Cross plot regression analysis of petrophysical parameters can provide similar relationships between a pair of values of porosity, acoustic impedance, permeability, and water saturation.
The combination of petrophysics and geophysics is a tool that can help develop seismic criteria for optimizing development well locations. In the Al-Khafji area, these analyses helped interpret and map the faults associated with reservoirs, aiding future drilling plans.
The resulting empirical amplitude-porosity relationships successfully predicted the gross reservoir porosity in several seismic locations away from wells in this basin.
Future work
Reservoir modeling is an evolving process and for evaluating the Al-Khafji field all known exploration data needs to be integrated into the models. The reservoir models will need to be continually improved as new exploration data are obtained and incorporated.
Geologists and geophysicists will continue to struggle with improved data integration and continue to evaluate the uncertainty of estimating hydrocarbon volumes with several data-mining techniques. Many proven data-mining techniques including statistical techniques will help establish the Al-Khafji field lateral and vertical reservoir limits more precisely.
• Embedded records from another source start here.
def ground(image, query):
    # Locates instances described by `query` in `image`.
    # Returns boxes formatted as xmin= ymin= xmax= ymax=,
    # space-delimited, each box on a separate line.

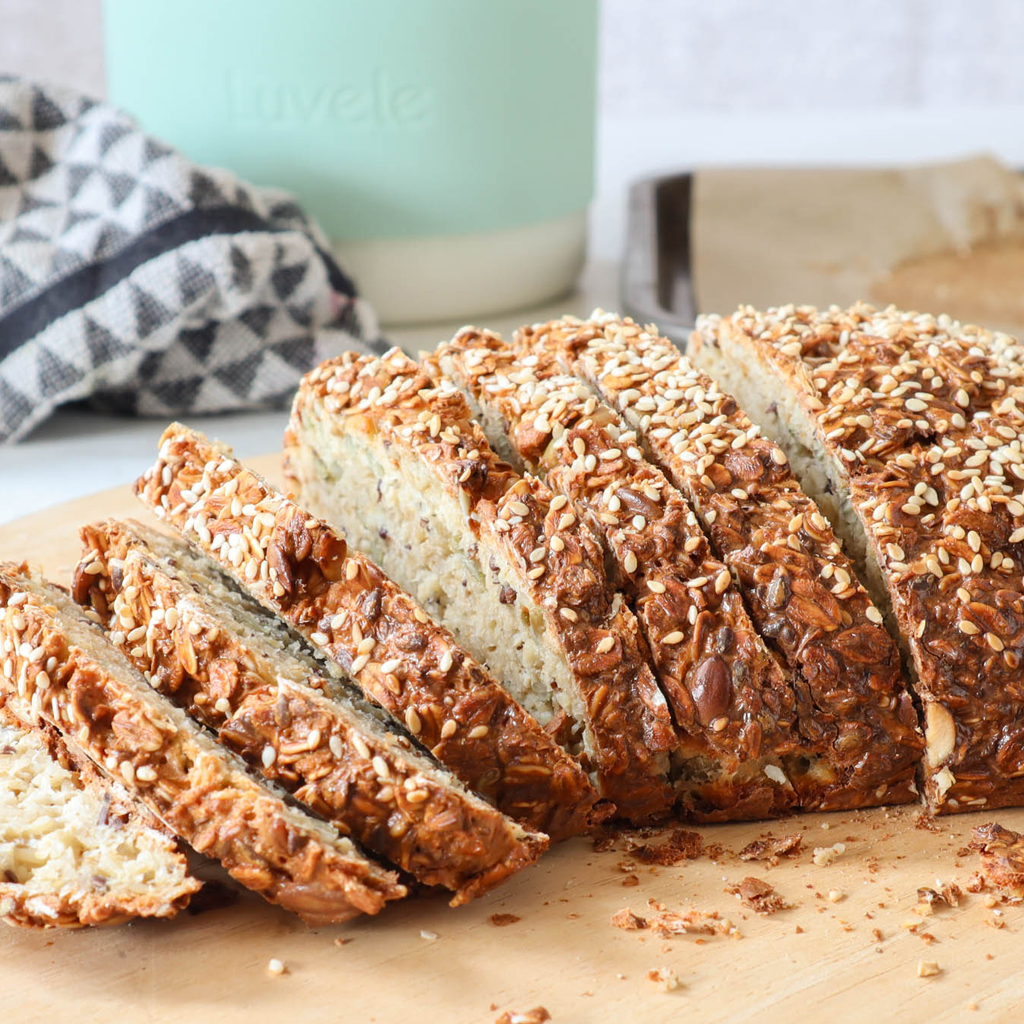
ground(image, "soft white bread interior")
xmin=0 ymin=712 xmax=200 ymax=928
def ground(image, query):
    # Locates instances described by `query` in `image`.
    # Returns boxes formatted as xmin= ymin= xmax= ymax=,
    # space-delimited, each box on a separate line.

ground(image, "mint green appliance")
xmin=103 ymin=0 xmax=597 ymax=323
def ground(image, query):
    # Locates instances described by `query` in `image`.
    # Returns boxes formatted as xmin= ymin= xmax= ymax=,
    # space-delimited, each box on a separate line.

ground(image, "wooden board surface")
xmin=0 ymin=456 xmax=1024 ymax=1024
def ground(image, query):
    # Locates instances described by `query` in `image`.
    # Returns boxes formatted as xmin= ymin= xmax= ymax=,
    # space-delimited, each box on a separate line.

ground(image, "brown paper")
xmin=690 ymin=157 xmax=1024 ymax=334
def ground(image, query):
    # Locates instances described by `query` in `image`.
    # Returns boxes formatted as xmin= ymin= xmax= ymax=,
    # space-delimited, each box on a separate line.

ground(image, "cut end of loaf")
xmin=0 ymin=712 xmax=201 ymax=928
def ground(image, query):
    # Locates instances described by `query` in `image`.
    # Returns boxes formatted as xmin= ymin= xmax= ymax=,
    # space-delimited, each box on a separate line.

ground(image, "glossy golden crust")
xmin=428 ymin=329 xmax=796 ymax=816
xmin=517 ymin=314 xmax=922 ymax=809
xmin=702 ymin=304 xmax=1024 ymax=812
xmin=74 ymin=520 xmax=547 ymax=905
xmin=136 ymin=424 xmax=597 ymax=838
xmin=0 ymin=563 xmax=406 ymax=925
xmin=289 ymin=350 xmax=675 ymax=821
xmin=0 ymin=704 xmax=202 ymax=928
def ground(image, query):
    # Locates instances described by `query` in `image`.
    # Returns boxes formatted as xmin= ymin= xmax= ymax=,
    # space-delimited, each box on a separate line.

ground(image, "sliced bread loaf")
xmin=286 ymin=350 xmax=676 ymax=821
xmin=74 ymin=520 xmax=547 ymax=905
xmin=0 ymin=712 xmax=200 ymax=928
xmin=426 ymin=328 xmax=799 ymax=820
xmin=136 ymin=424 xmax=597 ymax=839
xmin=516 ymin=314 xmax=922 ymax=808
xmin=691 ymin=305 xmax=1024 ymax=812
xmin=0 ymin=562 xmax=406 ymax=925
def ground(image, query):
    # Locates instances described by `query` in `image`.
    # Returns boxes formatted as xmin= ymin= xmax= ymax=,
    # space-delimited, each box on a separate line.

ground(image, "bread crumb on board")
xmin=811 ymin=843 xmax=846 ymax=867
xmin=725 ymin=876 xmax=793 ymax=914
xmin=969 ymin=821 xmax=1024 ymax=898
xmin=647 ymin=967 xmax=683 ymax=992
xmin=739 ymin=833 xmax=804 ymax=867
xmin=495 ymin=1007 xmax=551 ymax=1024
xmin=490 ymin=913 xmax=522 ymax=928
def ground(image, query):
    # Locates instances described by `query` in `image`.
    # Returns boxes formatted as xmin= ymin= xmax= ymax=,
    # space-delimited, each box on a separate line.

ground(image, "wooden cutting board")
xmin=0 ymin=456 xmax=1024 ymax=1024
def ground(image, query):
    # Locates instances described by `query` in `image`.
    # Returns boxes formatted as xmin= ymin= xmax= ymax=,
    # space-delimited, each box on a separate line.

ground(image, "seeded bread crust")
xmin=693 ymin=304 xmax=1024 ymax=813
xmin=0 ymin=704 xmax=202 ymax=928
xmin=427 ymin=328 xmax=797 ymax=819
xmin=135 ymin=424 xmax=597 ymax=839
xmin=516 ymin=313 xmax=922 ymax=809
xmin=286 ymin=350 xmax=677 ymax=821
xmin=0 ymin=563 xmax=407 ymax=926
xmin=73 ymin=520 xmax=547 ymax=906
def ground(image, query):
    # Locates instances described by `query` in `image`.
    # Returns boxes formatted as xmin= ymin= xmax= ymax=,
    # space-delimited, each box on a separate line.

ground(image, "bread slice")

The use of the amplitude-variation-with-offset inversion technique also may verify the increasing porosity in the eastern part of the main Al-Khafji field. Volume reflection spectrum and neural networking may further refine the porosity data.
Other multipay horizons of Al-Khafji field also may benefit from similar studies. Reservoir models generated in the present study may guide reservoir engineers for further detailed modeling studies.
Seismic trace characteristics such as frequency and time-domain analysis of seismic traces falling in and around the main Al-Khafji field also will ascertain the spatial extension of reservoir facies.
Acknowledgments
The authors thank Kuwait Gulf Oil Co. and Ministry of Energy, Kuwait for permission to publish the results of this study. They also are grateful to Qasem Al-Mejadi and Mubarak Al-Hajeri for their support. Thanks also go to Les Crowder, Aavo Taal, Hajime Kusaka, Ali Al-Najdi, and Humoud Al-Otaibi for their valuable technical comments. The authors also thank N.L. Shastri for review and help with the manuscript.
Reference
1. Al-Fares, A.A., Bouman, M., and Jeans, P., "A New Look at the Middle to Lower Cretaceous Stratigraphy, Offshore Kuwait, GeoArabia," Vol. 3, No. 4, 1998, pp. 543-60.
The authors
Kalyan Chakraborty is a specialist geophysicist with Kuwait Gulf Oil Co. He previously worked for the Oil and Natural Gas Commission, the Geological Survey of Western Australia, and Petroleum Geo-services, Australia. Chakraborty has an MSc Tech in applied geophysics from Indian School of Mines and an MSc in petroleum exploration from Curtin University of Technology, Perth, Australia. He is a member of SEG, AAPG, PESA, and AEG.
Ahmad Mostafa is a senior support administrator at Kuwait Foreign Petroleum Exploration Co. He previously worked as a geophysicist for the General Petroleum Co., Geco-Prakla (EAR), and Schlumberger-GeoQuest. Mostafa has a BS in geology from Cairo University.